Art historian David Silcox, president of Sotheby’s Canada, regards McCarthy as “someone who has always been there.” He hasn’t actively followed her work, perhaps for that very reason, he says: “Maybe I’ve been led not to look as closely or with as much curiosity as one ought.” McCarthy has always been out of step with art world fashion, Silcox notes: “I’ve always noticed there are no females in the Group of Seven,” he says wryly. “But a lot of women were as good.” McCarthy also faced what Silcox calls the entrenched “masculine mystique” governing how the North is depicted in paint.
The fact McCarthy was an older woman—a former high school teacher at that—working in a well-trod idiom led many to dismiss her, says Wynick. The gallery faced flak when they took McCarthy on in 1978, a time when photo-based and installation art was the vogue. “But the quality won us over,” she says.
McCarthy was well aware her work was out of fashion. “My paintings are so legible, I feel guilty,” she joked to the Toronto Star in 1999. Not that she gave a fig: “Most artists make the mistake of feeling they should be doing what other artists are doing instead of what they do best.”
“She’s always been out of style except for those people who buy her paintings,” says Toronto collector Alan Bryce, who bought his first McCarthy in 1987. Over the years, McCarthy’s prices have risen slowly but steadily, as she amassed an avid following. In 2008, her 1964 oil Home fetched $57,000 at Sotheby’s in Toronto, a record price for her work at auction. (Prices at the Wynick-Tuck show range from $950 for a woodcut to $68,000 for an oil.) Bryce says he tried to summon interest for a retrospective at the National Gallery, with no luck. “Doris once said she’d stay alive to see that show,” he says.
McCarthy was thrilled that her namesake gallery was mounting Roughing it in the Bush, reports guest curator Nancy Campbell, who unearthed never-shown hard-edged abstracts from the ’60s and early ’70s, which she has masterfully mixed with works from other periods.

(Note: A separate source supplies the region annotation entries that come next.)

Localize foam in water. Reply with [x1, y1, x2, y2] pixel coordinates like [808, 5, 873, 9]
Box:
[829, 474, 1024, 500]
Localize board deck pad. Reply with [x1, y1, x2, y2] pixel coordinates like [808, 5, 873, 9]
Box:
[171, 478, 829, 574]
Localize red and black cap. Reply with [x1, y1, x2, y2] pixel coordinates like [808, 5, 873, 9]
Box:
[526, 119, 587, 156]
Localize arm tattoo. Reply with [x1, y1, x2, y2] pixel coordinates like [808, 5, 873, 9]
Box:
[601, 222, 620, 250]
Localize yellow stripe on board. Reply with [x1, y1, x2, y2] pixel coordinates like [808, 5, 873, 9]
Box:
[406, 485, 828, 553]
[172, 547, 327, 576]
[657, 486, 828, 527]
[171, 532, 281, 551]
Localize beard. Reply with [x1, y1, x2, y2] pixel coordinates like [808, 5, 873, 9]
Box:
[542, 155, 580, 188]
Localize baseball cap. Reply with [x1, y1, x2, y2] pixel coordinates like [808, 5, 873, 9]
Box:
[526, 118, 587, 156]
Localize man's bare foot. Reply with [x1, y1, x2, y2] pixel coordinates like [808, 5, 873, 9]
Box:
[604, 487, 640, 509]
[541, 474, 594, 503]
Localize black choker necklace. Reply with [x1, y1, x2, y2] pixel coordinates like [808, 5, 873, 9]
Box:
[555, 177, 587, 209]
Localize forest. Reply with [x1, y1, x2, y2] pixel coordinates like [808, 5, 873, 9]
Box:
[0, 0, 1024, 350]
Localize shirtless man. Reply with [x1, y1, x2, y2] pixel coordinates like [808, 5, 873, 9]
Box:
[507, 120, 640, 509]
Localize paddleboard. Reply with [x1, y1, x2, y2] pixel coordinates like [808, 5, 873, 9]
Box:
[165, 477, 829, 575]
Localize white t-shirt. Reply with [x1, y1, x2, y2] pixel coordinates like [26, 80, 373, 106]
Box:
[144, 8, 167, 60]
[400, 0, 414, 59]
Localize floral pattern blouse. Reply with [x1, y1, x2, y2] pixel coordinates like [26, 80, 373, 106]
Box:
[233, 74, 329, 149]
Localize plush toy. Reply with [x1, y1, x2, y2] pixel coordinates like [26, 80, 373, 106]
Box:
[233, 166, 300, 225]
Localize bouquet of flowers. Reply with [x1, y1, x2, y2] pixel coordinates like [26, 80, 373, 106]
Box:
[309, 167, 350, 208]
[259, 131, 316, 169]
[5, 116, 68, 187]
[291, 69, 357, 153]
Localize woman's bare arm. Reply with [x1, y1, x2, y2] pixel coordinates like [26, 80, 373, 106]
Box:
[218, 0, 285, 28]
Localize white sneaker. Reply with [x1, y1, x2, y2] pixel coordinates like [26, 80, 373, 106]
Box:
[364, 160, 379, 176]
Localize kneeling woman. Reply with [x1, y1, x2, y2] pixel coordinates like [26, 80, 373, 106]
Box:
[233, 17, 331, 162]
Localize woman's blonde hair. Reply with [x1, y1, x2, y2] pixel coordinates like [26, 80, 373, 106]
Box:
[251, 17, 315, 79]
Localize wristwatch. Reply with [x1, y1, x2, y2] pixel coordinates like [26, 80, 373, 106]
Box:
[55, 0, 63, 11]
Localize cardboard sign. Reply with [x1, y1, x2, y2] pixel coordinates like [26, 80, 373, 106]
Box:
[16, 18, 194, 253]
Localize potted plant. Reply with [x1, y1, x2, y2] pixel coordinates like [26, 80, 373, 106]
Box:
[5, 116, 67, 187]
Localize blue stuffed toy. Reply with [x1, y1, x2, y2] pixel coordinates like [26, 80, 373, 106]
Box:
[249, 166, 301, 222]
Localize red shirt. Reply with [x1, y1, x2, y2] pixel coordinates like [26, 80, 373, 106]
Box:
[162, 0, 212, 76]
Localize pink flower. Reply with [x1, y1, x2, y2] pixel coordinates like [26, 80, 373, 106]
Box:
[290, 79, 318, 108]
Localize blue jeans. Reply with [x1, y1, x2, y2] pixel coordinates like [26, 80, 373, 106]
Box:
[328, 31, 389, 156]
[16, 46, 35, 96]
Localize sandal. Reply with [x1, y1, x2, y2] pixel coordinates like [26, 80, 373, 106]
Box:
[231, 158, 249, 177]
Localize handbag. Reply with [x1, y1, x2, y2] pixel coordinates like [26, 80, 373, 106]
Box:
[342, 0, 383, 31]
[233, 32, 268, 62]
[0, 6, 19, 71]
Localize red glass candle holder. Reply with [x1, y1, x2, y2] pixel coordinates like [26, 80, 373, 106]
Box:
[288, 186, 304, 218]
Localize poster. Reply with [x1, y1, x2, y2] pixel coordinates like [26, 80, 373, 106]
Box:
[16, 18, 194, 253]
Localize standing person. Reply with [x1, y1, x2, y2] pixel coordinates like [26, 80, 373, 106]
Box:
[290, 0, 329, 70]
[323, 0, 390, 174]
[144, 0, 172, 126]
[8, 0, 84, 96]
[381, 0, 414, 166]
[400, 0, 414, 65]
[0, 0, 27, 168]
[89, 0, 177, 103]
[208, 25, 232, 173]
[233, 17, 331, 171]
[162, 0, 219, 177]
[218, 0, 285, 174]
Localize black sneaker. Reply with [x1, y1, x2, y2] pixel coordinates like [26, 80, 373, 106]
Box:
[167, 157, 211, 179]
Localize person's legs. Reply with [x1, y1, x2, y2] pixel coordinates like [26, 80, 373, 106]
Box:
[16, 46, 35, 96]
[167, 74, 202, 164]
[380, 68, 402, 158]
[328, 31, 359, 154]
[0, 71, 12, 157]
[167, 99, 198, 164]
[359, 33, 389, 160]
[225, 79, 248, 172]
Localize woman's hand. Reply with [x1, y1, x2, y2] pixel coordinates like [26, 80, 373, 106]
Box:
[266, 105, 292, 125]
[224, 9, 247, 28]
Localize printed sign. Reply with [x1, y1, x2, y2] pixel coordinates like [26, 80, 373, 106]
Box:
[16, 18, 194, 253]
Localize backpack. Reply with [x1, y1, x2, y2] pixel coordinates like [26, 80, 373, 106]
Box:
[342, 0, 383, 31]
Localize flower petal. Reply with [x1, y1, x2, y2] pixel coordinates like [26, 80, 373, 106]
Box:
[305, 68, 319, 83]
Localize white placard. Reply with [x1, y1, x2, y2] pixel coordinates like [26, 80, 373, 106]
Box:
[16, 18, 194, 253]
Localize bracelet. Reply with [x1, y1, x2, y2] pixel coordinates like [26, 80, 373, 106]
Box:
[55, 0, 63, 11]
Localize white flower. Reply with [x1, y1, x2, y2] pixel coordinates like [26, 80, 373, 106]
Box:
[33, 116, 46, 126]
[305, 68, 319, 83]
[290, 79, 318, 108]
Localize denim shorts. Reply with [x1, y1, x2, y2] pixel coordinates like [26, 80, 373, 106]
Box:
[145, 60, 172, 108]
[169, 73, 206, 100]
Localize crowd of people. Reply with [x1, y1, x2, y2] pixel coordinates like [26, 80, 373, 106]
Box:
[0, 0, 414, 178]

The experience left her with a new appreciation of McCarthy’s work, Campbell says. “I want people to see that she really did have a unique place in the lexicon.” But were it not for McCarthy’s longevity, the show would never have happened, Campbell believes: “Would we be looking so closely if she had died 20 years ago?” The answer, of course, is no. Which means that even at age 100, Doris McCarthy is still delivering art lessons.